Sure there are exceptions, so let's say you do find yourself in the firing line. I've been there a number of times. It's not fun. But here's a key nobody ever seems to talk about: it's incredibly hard to join a new company and kick into a higher gear if you left your last job stinking up the place. Your next employer is going to evaluate you based on where you've been and what you accomplished while there. Do great work!

If you get laid off and have an amazing track record of successes, you're already in a better position than the next guy who coasted and got laid off, too. There are other companies that need someone like you. Do great work!

Bad bosses are out there. I've known a few. Even if you're the top performer in the company you could be fired. Fine. Chances are good that your next interviewer had a bad boss or two as well. You have an excellent track record of successes that will play out very well in your interview. And they need someone like you. Do great work!

Newly hired? Do great work!
Once you land that new role, assess the landscape and the people around you, join the community, find others who want to make a difference in the world and do great work together. Seriously. Pour your passion into what you do and make it count.

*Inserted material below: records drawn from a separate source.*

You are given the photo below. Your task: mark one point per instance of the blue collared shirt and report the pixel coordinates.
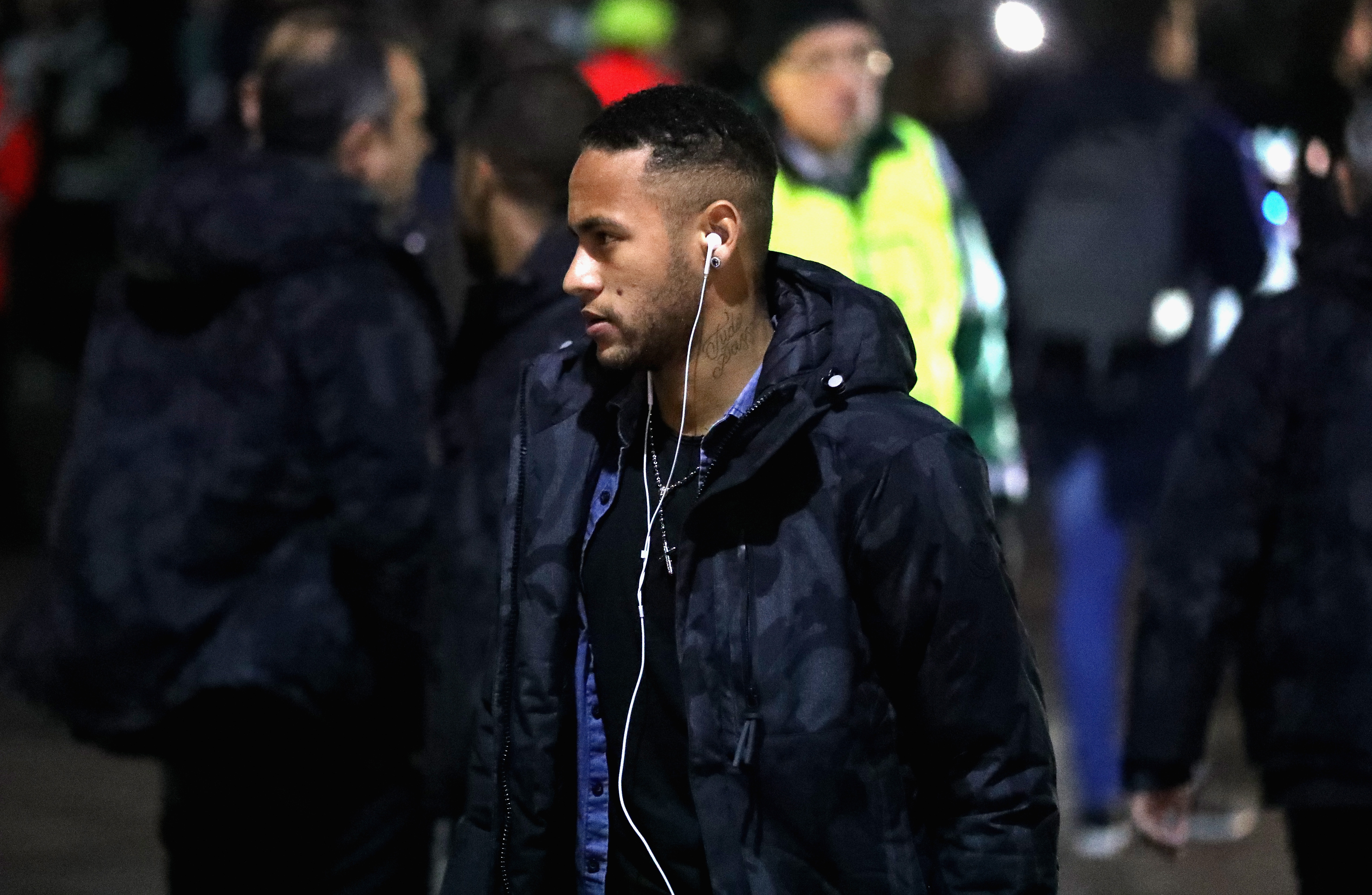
(593, 772)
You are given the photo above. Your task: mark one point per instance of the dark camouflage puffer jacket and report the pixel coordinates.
(245, 502)
(1264, 549)
(843, 561)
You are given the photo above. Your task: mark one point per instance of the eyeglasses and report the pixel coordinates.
(865, 61)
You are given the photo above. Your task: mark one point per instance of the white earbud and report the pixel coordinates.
(713, 242)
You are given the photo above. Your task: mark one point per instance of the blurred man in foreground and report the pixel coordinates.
(877, 198)
(755, 627)
(515, 157)
(1264, 549)
(241, 534)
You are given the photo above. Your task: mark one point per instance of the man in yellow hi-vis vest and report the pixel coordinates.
(877, 198)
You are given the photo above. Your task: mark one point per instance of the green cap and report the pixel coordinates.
(633, 24)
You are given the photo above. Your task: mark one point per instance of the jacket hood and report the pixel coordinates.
(252, 216)
(828, 325)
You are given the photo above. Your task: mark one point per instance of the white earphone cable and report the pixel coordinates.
(643, 571)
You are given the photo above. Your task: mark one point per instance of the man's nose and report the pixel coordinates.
(582, 277)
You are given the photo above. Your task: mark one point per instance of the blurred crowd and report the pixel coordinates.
(296, 257)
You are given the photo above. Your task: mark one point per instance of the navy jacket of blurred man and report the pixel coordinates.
(241, 538)
(1266, 545)
(516, 154)
(820, 652)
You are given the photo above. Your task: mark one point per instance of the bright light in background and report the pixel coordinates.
(1278, 153)
(1275, 209)
(1172, 316)
(1019, 26)
(1226, 312)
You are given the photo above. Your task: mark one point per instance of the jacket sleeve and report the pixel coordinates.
(370, 372)
(953, 654)
(1205, 550)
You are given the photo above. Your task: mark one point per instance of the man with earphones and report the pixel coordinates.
(756, 634)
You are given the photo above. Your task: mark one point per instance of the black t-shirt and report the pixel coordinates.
(656, 786)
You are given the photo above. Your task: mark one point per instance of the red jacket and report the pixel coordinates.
(18, 177)
(617, 73)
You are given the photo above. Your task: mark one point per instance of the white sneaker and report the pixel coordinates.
(1100, 842)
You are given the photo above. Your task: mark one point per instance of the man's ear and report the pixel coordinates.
(360, 153)
(722, 219)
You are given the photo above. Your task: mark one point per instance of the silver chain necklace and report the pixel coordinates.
(663, 491)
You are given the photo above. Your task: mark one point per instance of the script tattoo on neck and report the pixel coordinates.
(726, 342)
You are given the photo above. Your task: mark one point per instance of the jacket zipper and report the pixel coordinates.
(746, 753)
(508, 683)
(729, 438)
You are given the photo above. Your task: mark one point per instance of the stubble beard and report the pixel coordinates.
(659, 336)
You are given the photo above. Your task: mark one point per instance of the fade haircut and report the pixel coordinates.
(320, 75)
(528, 123)
(702, 139)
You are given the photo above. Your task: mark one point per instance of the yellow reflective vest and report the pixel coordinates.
(898, 239)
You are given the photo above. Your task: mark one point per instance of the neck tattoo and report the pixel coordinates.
(728, 342)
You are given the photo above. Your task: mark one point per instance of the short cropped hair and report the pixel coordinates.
(705, 135)
(320, 81)
(529, 123)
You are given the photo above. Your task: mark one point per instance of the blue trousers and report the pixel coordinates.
(1093, 557)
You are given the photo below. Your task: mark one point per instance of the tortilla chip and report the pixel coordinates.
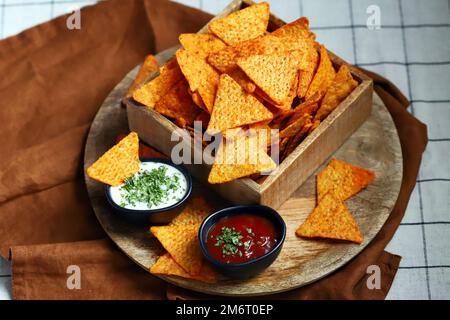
(237, 158)
(149, 66)
(201, 45)
(342, 179)
(166, 265)
(242, 25)
(196, 210)
(234, 107)
(306, 75)
(331, 219)
(200, 76)
(341, 87)
(152, 91)
(273, 74)
(324, 76)
(182, 244)
(118, 163)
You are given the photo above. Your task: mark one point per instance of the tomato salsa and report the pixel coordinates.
(241, 238)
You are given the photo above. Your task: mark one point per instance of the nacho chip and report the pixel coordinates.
(118, 163)
(234, 107)
(331, 219)
(273, 74)
(178, 104)
(242, 25)
(341, 87)
(324, 76)
(342, 179)
(149, 66)
(239, 158)
(166, 265)
(200, 76)
(152, 91)
(182, 244)
(196, 210)
(201, 45)
(306, 75)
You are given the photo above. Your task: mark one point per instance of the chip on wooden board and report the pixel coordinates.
(341, 87)
(151, 92)
(182, 243)
(331, 219)
(118, 163)
(242, 25)
(166, 265)
(235, 107)
(323, 77)
(201, 44)
(195, 211)
(237, 158)
(200, 76)
(342, 179)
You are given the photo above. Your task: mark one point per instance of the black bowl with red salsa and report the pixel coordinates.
(242, 241)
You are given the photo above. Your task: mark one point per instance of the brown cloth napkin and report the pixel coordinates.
(53, 81)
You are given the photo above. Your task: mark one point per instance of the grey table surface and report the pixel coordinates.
(407, 41)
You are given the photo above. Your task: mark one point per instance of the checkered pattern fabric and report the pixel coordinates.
(412, 49)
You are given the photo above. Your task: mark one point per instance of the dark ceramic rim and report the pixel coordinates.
(280, 225)
(186, 196)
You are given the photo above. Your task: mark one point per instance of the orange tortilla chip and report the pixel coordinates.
(331, 219)
(237, 158)
(118, 163)
(234, 107)
(200, 76)
(151, 92)
(166, 265)
(196, 210)
(182, 244)
(342, 179)
(201, 45)
(178, 104)
(242, 25)
(324, 76)
(274, 74)
(341, 87)
(149, 66)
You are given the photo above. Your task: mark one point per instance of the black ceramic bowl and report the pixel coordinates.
(250, 268)
(153, 216)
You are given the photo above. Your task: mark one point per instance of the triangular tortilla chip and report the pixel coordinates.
(324, 76)
(201, 44)
(165, 265)
(152, 91)
(306, 75)
(234, 107)
(182, 244)
(178, 104)
(341, 87)
(342, 179)
(118, 163)
(331, 219)
(242, 25)
(196, 210)
(273, 74)
(200, 76)
(237, 158)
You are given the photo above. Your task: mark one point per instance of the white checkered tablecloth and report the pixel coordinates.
(412, 49)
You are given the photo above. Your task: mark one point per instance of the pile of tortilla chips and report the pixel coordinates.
(241, 75)
(180, 239)
(331, 217)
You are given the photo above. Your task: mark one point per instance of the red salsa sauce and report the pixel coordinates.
(241, 238)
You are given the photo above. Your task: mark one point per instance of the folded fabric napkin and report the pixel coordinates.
(54, 81)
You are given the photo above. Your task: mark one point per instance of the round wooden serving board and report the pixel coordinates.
(375, 145)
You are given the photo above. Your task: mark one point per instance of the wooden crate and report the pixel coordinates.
(156, 130)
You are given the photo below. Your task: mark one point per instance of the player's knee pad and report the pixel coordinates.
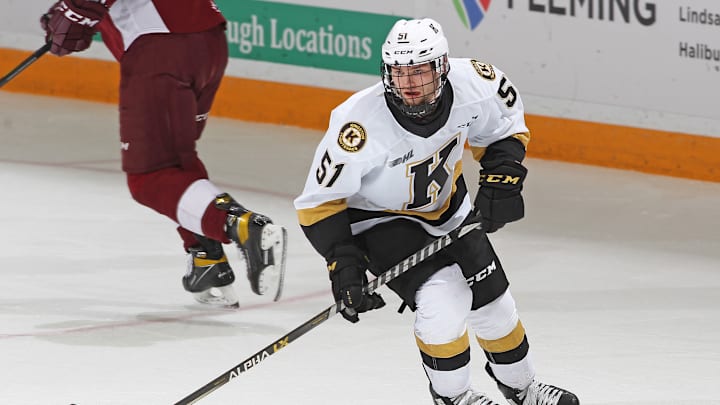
(495, 319)
(443, 303)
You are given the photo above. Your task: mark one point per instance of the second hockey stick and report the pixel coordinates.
(24, 64)
(392, 273)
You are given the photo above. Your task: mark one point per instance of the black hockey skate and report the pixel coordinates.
(469, 397)
(536, 394)
(209, 276)
(261, 243)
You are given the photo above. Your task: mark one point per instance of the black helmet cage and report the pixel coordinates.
(440, 65)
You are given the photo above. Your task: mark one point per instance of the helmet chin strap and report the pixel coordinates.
(422, 110)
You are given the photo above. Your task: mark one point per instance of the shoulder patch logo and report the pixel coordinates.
(485, 70)
(352, 137)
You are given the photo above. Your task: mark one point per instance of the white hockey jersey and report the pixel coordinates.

I challenge people to find one thing each month that they worked on that makes them proud. One thing. You'd be amazed at how many people struggle to find one. I then ask them to identify the top one or two things they accomplished for each quarter. For the calendar challenged, that's three months of effort that far too often blows by us because we get caught up in doing work, but not great work. Break that habit!

Make it a point to find at least one thing each quarter that stands out for you. One per quarter is just four per year. Stay at your job for three years and you'll have twelve great stories to tell in your next interview. Every HR manager on the planet will tell you that number puts you ahead of the game. And every HR manager is looking for people who do great work.

At the end of the day, it all boils down to one simple idea: Do great work!

You'll make a difference where you are and could seriously impact where you're going. It takes effort. It takes courage. It takes looking at the world in whole new ways. But the world is looking for people willing to make a difference, for people who will change the trajectory. The world needs you to do great work.